Hollis Blanchard wrote:
On Tue, 2009-08-18 at 16:24 -0700, Kaitlin Rupert wrote:
Hi Hollis,
I applied your patch and the patches Richard submitted to do some testing. I noticed a few issues commented below...
+/* Delete all watches marked for deletion. */ +static void event_watch_free_deleted(void) +{ + struct watch *cur; + struct watch **link; + + CU_DEBUG("%s", __func__); + + pthread_mutex_lock(&watch_list_mutex); + + cur = watch_list; + link = &watch_list; + while (cur != NULL) { + struct watch *next = cur->next; + + if (cur->deleted) { + *link = next; + + cur->ff(cur->opaque); I'm seeing a seg fault here because once we reach this point, cur is NULL.
+ free(cur); + watch_count--; + } else + link = &cur->next; + + cur = next; + } + + pthread_mutex_unlock(&watch_list_mutex); +} +
Am I missing something obvious? The loop only runs while cur is not NULL.
Agreed. I meant to say in my previous email that I am confused as well. Actually, I put a check for (cur != NULL) right about the call to cur->ff - and cur is definitely NULL at that point. I haven't spent enough time debugging it, here's what little I have so far: event.c(142): event_watch_free_deleted event.c(146): +++++++++watch_list addr is 0x7fffdc014b30 Program received signal SIGSEGV, Segmentation fault. [Switching to Thread 0x7ffff61c6710 (LWP 22188)] 0x0000000000000000 in ?? () Missing separate debuginfos, use: debuginfo-install tog-pegasus-2.9.0-3.fc12.x86_64 (gdb) bt #0 0x0000000000000000 in ?? () #1 0x00000000069811f1 in event_watch_free_deleted () at event.c:156 #2 event_thread () at event.c:375 #3 0x0000000003c5e91a in start_thread () from /lib64/libpthread.so.0 #4 0x0000000004936b2d in clone () from /lib64/libc.so.6 #5 0x0000000000000000 in ?? () (gdb) up #1 0x00000000069811f1 in event_watch_free_deleted () at event.c:156 156 cur->ff(cur->opaque); (gdb) print cur $1 = (struct watch *) 0x0 (gdb)

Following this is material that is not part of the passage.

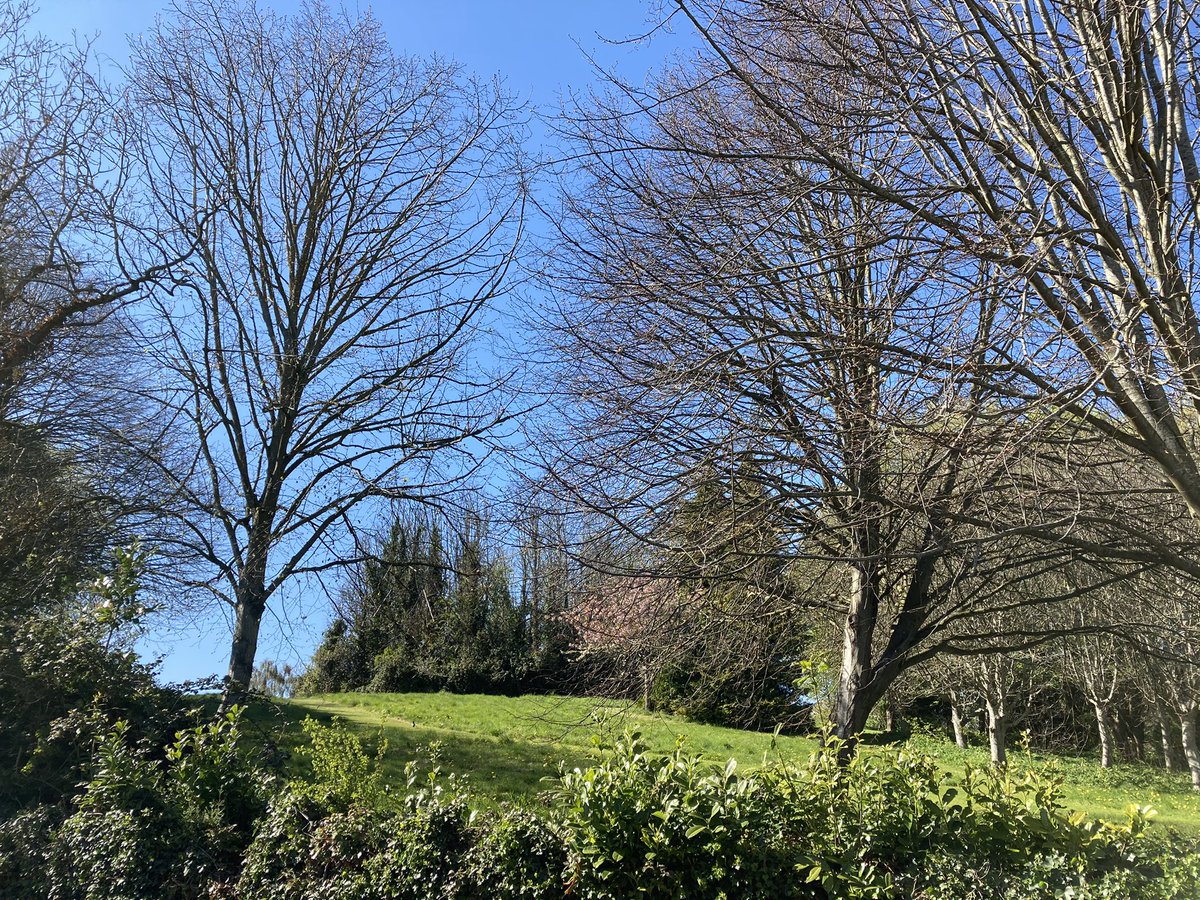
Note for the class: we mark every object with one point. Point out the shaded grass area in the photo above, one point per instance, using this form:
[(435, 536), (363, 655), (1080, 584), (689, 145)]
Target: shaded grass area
[(508, 747)]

Moreover, the list is locked, so concurrent list modifications wouldn't even explain it... unless the other user didn't take the lock (which we do on purpose sometimes). From the CU_DEBUG log, can you tell if there's any concurrency going on?
I'll investigate this more tomorrow. Richard - or maybe you can?
+/* One thread to watch all fds for all events for all libvirt threads. */ +static void *event_thread(void *ptr) +{ + while (1) { + struct watch *cur; + struct pollfd *pollfds; + struct pollfd *pollfd; + int timeout; + int i; + + pollfds = malloc(sizeof(struct pollfd) * watch_count); + + /* fill in pollfds array from our watch list */ + for (pollfd = &pollfds[0], cur = watch_list; + cur != NULL; + pollfd++, cur = cur->next) { + pollfd->fd = cur->fd; + pollfd->events = libvirt_to_poll_events(cur->events); + } + + timeout = event_next_timeout(); + + poll(pollfds, watch_count, timeout); + + /* invoke callbacks */ + for (i = 0; i < watch_count; i++) + for (cur = watch_list; cur != NULL; cur = cur->next) + if (cur->fd == pollfds[i].fd When I generate a event, poll never seems to catch it. I tried forcing this by changing the timeout value to a minute. And then generating the event. I can see from the libvirt debug that the event has been generated:
15:00:34.232: debug : virEventRunOnce:567 : Poll got 1 event 15:00:34.239: debug : virEventDispatchHandles:450 : Dispatch n=2 f=8 w=3 e=1 0x7f2a57d6e6b0
These messages are from qemud? So the event is generated on the other side of the "remote" pipe?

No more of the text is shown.